MusicGen Stereo Small
Property | Value |
---|---|
Parameters | 300M |
Developer | Meta AI (FAIR team) |
Release Date | 2023 |
License | Code: MIT, Weights: CC-BY-NC 4.0 |
Paper | Simple and Controllable Music Generation |
What is musicgen-stereo-small?
MusicGen Stereo Small is a specialized text-to-music generation model that produces stereophonic audio output. It's a fine-tuned version of the original MusicGen small model, specifically adapted to create stereo music with enhanced spatial depth and directionality. The model operates at 32kHz with 4 codebooks and uses an innovative approach to generate stereo audio streams.
Implementation Details
The model is built on a single-stage auto-regressive Transformer architecture that works in conjunction with an EnCodec tokenizer. It processes two separate audio streams for stereo output, interleaving them using a delay pattern. The model generates all 4 codebooks in one pass, requiring only 50 auto-regressive steps per second of audio.
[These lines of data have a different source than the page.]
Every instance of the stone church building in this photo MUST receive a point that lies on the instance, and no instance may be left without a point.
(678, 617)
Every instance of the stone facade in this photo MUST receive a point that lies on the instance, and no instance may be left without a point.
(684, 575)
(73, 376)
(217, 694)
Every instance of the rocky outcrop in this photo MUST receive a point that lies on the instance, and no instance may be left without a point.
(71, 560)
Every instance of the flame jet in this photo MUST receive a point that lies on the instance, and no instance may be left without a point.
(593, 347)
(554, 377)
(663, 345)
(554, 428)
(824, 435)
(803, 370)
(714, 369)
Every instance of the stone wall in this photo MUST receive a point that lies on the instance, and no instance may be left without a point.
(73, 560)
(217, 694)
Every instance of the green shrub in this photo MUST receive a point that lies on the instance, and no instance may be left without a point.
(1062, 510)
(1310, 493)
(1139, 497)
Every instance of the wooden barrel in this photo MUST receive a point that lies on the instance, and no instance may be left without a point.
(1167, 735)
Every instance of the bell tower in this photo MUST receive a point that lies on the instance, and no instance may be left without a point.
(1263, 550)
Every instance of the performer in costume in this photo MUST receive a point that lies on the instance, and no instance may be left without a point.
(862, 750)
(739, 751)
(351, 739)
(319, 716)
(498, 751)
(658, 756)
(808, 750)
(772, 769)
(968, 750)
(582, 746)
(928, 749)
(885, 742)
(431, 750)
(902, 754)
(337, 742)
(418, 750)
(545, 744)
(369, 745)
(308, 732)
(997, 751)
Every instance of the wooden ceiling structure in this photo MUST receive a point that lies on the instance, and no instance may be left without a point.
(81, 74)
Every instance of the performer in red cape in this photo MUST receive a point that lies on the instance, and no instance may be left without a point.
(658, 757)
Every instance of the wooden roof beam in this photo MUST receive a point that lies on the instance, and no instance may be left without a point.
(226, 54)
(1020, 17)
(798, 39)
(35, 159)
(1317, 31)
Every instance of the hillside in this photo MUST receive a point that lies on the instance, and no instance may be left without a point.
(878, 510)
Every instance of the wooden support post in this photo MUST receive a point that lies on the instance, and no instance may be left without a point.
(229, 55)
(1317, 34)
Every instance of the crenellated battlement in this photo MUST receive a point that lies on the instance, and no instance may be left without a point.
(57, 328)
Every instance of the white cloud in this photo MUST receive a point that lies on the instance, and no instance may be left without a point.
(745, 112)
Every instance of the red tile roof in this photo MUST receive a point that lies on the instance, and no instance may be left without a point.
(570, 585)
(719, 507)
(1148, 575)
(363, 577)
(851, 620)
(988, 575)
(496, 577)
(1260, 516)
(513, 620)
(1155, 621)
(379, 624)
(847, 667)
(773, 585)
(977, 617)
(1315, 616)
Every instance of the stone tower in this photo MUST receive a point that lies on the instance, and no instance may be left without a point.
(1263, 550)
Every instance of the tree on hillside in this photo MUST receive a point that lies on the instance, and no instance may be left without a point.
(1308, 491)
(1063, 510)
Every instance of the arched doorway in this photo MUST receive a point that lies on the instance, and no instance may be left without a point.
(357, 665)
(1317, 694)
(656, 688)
- 32kHz sampling rate with EnCodec tokenization
- 4 codebooks sampled at 50 Hz
- Parallel prediction capability through small delays between codebooks
- Trained on licensed music data from Meta Music Initiative, Shutterstock, and Pond5
Core Capabilities
- High-quality stereo music generation from text descriptions
- Support for various music styles and genres
- 50Hz token generation rate
- Integration with popular ML frameworks like 🤗 Transformers
- Efficient parallel processing design
Frequently Asked Questions
Q: What makes this model unique?
This model is unique in its ability to generate true stereophonic audio without requiring a self-supervised semantic representation, unlike competitors such as MusicLM. It's also one of the few models specifically designed for stereo music generation.
Q: What are the recommended use cases?
The model is primarily intended for research purposes in AI-based music generation, including understanding generative model limitations and exploring text-guided music creation. It's not recommended for commercial applications without proper risk evaluation and mitigation.